Western Digital debuts new MAMR disk drive technology to meet data center storage challenges

As the amount of new data being created in the world grows exponentially with each passing year, traditional data center storage systems are rapidly becoming obsolete.

A paper published earlier this year by research International Data Corp. forecasts that the amount of data created each year will balloon to a staggering 163 zettabytes by 2025. When one considers that a single zettabyte equates to 1 billion terabytes, it’s not difficult to envision the problems involved with storing all of that data.

This reality has forced data storage companies such as Western Digital Corp. to spend millions of dollars researching more efficient technologies that can keep up with this explosion of new data. Today, at its “Innovating to Fuel the Next Decade of Big Data” event, the company revealed more about the fruits of those research efforts, demonstrating a new technology it says will significantly increase the storage density of the hard disk drives it creates.

Western Digital’s new technology, designed for hard disk drives used in enterprise data centers, is called Microwave-Assisted Magnetic Recording HDD, which it said leverages new breakthroughs in energy-assisted recording techniques.

Energy-assisted recording refers to a technique for writing data to hard drives, where a small laser is used to heat the part of the disk being written to.

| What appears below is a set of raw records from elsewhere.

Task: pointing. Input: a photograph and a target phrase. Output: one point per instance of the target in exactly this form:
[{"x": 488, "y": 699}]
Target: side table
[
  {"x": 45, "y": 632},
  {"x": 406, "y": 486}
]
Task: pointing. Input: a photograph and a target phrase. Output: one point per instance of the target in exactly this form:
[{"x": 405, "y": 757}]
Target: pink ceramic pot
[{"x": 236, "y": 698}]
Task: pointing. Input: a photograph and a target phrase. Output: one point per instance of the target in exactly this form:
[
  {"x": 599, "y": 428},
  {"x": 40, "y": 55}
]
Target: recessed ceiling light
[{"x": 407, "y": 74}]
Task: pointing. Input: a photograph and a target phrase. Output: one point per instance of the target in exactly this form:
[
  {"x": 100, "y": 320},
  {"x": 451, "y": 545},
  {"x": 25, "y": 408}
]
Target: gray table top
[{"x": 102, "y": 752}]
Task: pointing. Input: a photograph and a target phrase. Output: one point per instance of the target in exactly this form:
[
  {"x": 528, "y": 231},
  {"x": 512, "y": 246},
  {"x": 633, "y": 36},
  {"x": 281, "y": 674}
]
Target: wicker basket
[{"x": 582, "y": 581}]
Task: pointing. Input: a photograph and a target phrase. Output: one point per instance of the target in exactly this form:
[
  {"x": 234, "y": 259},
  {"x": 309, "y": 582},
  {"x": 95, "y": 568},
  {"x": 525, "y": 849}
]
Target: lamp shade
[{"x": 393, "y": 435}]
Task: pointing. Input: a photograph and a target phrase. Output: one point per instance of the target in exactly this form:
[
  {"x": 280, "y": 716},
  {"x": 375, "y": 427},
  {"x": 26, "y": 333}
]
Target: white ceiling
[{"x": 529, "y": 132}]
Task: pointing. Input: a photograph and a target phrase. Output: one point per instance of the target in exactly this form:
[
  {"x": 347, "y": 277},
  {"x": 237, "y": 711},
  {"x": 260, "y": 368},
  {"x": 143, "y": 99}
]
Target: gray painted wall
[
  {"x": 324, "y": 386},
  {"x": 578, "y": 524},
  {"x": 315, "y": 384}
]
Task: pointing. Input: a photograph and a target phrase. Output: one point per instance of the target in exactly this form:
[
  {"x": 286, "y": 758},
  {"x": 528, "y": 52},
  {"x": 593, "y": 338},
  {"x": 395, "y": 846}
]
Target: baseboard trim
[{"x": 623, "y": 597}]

Doing so reduces the coercivity of the material, or its resistance to changes in magnetization. That allows data to be squeezed into smaller “spaces” on the disk, meaning that more data can be written to each one.

As for MAMR, Western Digital’s new technology, this builds on energy-assisted recording by using something called a “spin torque oscillator” to generate a microwave frequency that the company said further increases the writability and reliability of data recordings. The result is massive gains in areal densities and capacities. Western Digital claims that it will soon be able to build hard drives offering up to 4 terabytes per square inch of capacity, which is around four times the average areal density of today’s most advanced drives.

Western Digital said it has been working to put the finishing touches on its MAMR tech for some time and recently made a breakthrough in its manufacturing processes that should allow it to increase average hard-drive areal densities by about 15 percent per year.

“As the volume, velocity, variety and value of both ‘Big Data’ and ‘Fast Data’ grow, a new generation of storage technologies are needed,” said Mike Cordano, president and chief operating officer at Western Digital. “Our ground-breaking advancement in MAMR technology will… address the future of enterprise capacity storage by redefining the density potential of HDDs and introduce a new class of highly reliable, ‘big capacity’ drives that simply aren’t possible on any other advanced theoretical energy-assisted HDD technology today.”

Holger Mueller, principal analyst and senior vice president at Constellation Research Inc., concurred that there was a pressing need in the industry for higher density storage technologies, and said that Western Digital’s latest innovations would certainly be welcomed by any data center operator.

“The world is producing more data than ever, with the estimate that all of electronic information doubling in the next few years to come,” Mueller said. “This poses stress on the infrastructure that has to serve, store and process this data. Any technology that can increase the density of information stored will help access speed, and reduce the total cost of ownership of storage. MAMR is a promising technology in this regard and it’s good to see the first commercial offerings hitting the market.”

It’s worth mentioning, though, that MAMR won’t be available just yet. The company said it plans to send out the first samples of its new MAMR hard drives to data center customers next year, with the final product set to become available sometime in 2019.